5. I was born a month prematurely... I was supposed to arrive on my father's birthday (August 24) but arrived July 21st instead. My family has long joked that this was because I didn't want to share his birthday... but I think perhaps it was because I wished to share someone else's. ;->
6. From 1991 until 2002, I played a character called Elspeth Cora Cameron d'Verai in a live-action fantasy RPG called "The Realms". A priestess of the Goddess of Balance and of the Dark God Asmodeus, she performed many rites and rituals in their name (some to great effect)--causing many to consider her one of the most truly "evil" characters in the game.
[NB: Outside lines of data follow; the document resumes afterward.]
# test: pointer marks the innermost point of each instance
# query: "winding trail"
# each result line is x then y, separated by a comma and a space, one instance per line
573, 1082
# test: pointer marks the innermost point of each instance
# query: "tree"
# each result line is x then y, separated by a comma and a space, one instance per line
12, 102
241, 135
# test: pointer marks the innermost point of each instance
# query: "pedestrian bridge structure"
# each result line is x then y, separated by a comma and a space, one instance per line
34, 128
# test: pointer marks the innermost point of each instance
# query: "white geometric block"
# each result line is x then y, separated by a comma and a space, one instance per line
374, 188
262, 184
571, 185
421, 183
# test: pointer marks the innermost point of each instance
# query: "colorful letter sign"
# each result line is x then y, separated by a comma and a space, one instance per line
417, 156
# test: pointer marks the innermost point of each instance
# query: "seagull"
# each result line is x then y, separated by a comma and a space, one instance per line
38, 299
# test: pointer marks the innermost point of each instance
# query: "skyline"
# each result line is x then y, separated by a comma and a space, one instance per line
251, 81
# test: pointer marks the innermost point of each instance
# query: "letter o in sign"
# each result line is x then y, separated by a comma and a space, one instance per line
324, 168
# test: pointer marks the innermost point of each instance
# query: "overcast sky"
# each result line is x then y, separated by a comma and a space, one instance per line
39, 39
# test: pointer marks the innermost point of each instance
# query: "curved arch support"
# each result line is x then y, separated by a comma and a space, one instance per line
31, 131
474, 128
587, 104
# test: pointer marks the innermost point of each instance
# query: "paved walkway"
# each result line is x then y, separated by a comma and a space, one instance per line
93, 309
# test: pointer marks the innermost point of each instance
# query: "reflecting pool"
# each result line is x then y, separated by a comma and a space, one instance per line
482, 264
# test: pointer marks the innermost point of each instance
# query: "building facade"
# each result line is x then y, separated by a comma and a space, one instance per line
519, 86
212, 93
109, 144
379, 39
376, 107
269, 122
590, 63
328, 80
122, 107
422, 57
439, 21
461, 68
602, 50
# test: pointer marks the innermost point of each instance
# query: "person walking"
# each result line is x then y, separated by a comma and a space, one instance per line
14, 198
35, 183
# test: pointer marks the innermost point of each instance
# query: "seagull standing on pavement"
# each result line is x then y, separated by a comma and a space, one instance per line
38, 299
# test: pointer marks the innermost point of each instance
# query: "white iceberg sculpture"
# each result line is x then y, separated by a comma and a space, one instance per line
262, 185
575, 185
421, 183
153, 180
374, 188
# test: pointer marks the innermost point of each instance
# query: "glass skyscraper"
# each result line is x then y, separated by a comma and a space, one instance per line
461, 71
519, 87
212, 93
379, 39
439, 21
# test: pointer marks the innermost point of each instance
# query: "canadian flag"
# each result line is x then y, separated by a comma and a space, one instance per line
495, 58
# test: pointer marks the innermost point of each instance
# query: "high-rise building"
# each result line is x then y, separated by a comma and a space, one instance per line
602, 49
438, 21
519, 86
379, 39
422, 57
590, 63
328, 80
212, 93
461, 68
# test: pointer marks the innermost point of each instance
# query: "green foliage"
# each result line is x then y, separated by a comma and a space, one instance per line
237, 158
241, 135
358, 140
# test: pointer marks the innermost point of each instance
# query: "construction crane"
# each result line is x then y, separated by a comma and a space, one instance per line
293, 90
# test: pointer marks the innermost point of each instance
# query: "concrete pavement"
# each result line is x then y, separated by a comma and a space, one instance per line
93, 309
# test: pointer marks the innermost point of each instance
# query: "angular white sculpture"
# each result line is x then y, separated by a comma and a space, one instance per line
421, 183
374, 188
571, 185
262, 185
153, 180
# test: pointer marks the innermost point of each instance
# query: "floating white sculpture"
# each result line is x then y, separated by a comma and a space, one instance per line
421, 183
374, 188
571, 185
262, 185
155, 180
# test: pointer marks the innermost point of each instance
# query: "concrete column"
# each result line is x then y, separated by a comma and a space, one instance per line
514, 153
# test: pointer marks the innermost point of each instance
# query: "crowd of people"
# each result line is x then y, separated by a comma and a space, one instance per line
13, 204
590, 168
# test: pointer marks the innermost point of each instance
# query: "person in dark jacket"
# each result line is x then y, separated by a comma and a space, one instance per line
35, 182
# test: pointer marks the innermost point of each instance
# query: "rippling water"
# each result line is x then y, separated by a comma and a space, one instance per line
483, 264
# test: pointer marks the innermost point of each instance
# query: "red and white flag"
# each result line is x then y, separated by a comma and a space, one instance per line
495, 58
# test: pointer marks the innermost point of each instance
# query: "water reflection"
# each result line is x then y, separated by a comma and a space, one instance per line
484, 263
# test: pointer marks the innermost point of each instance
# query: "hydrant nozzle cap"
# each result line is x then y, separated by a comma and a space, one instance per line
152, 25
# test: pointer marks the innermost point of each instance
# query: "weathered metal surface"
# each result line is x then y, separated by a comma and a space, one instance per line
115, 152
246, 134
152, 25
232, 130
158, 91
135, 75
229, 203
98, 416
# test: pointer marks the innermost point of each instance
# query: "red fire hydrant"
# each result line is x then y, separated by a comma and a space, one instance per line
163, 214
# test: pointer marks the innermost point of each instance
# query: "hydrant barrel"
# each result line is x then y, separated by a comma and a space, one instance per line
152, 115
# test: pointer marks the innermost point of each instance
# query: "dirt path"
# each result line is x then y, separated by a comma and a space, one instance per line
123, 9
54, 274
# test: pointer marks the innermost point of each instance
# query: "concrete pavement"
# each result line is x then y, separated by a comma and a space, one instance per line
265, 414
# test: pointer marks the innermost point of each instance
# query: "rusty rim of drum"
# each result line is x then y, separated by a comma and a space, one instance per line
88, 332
For all her supposed darkness, she spent most of her time healing people and advocating tolerance for those of all religions and races (including demons, devils, drow, and the occasional part-dragon), her lands becoming a haven to many of those then present in the Realms. In 1993 she became a Princess in that game after having 120 different player-characters swear fealty to her. (She, in turn, swore fealty to her brother, Taithan, who with about twice that number was considered a King).
7. I'm so afraid of snakes, that the first few times we visited Zoo Creatures, I had to run out of the store and go sit in the car. Despite this, I still ended up getting a snake as a present for my spouse's "second birthday."
8. I can tat lace and generally love hand-sewing and cross-stitch (though I wish I was better at these). It's the domestic in me, I think.
9. My birth year is the same as my zip code.
10. I have a son who is now 13 years old. I gave him up for adoption to one of my relatives, but I still get to see him occasionally. The last time was this past Halloween when he flew out here for a brief visit. I sometimes think he scares my spouse, because he once dressed up as Harry Potter and looked very convincing in that role.